I could add another five to ten more titles that I’m already interested in for various and sundry reasons—many are by authors I’ve read before and enjoyed, like Eltang, Ivanov, and Remizov—but will just skip to a few authors who are completely new to me:
  • Lyubov Mul’menko’s book, nominated by Konstantin Shavlovsky, was easy to pick because of its title—Веселые истории о панике (Cheery Stories about Panic)—and though the two current reader reviews on Ozon.ru aren’t exactly ecstatic, they mention downsides like postmodernism and feeling they have nothing in common with Mul’menko’s view of life. Those are factors I don’t usually consider negatives.
  • Vladimir Sotnikov’s Улыбка Эммы (Emma’s Smile) was nominated by Maksim Amelin, who sees the novel as a potential intellectual (he also uses the word “existential) bestseller: it’s about a father and son, and covers aspects of Russian history from the 1920s through the 1980s, and is set in several Former Soviet Republics.
  • Moshe Shanin’s Места не столь населенные (hmm, literally something like Places Not So Populated, but I have a strong hunch this title plays on the idiom “места не столь отдаленные,” for which my Lubenskaya phraseology dictionary offers up “(a place of) exile ,” though it can also be used as a term for prison.

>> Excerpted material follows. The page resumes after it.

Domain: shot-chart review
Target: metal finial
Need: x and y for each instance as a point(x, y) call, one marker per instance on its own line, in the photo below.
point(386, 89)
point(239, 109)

An article on this interesting idiom.) was nominated by critic Valeria Pustovaya, who calls the book post-village literature. Places contains stories set in the Arkhangel’sk region so there’s my Northern connection again: I’ve visited Arkhangelsk, though only the city, quite a few times.

Disclaimers and Disclosures: The usual. Also: I translated NatsBest secretary Vadim Levental’s Masha Regina and know some of the nominators for this year’s award. It’s been a busy weekend so my proofreading abilities are not very strong!

Up Next: Paul Goldberg’s The Yid, covering my thoughts on the book, which I recommend highly, and (if the weather forecast is wrong and there’s no snow…) his upcoming visit to Portland for the launch of book’s paperback edition. Also: Sergei Kuznetsov’s Kaleidoscope, which I’m still loving and still making good progress on… This is shaping up to be a year of very long books.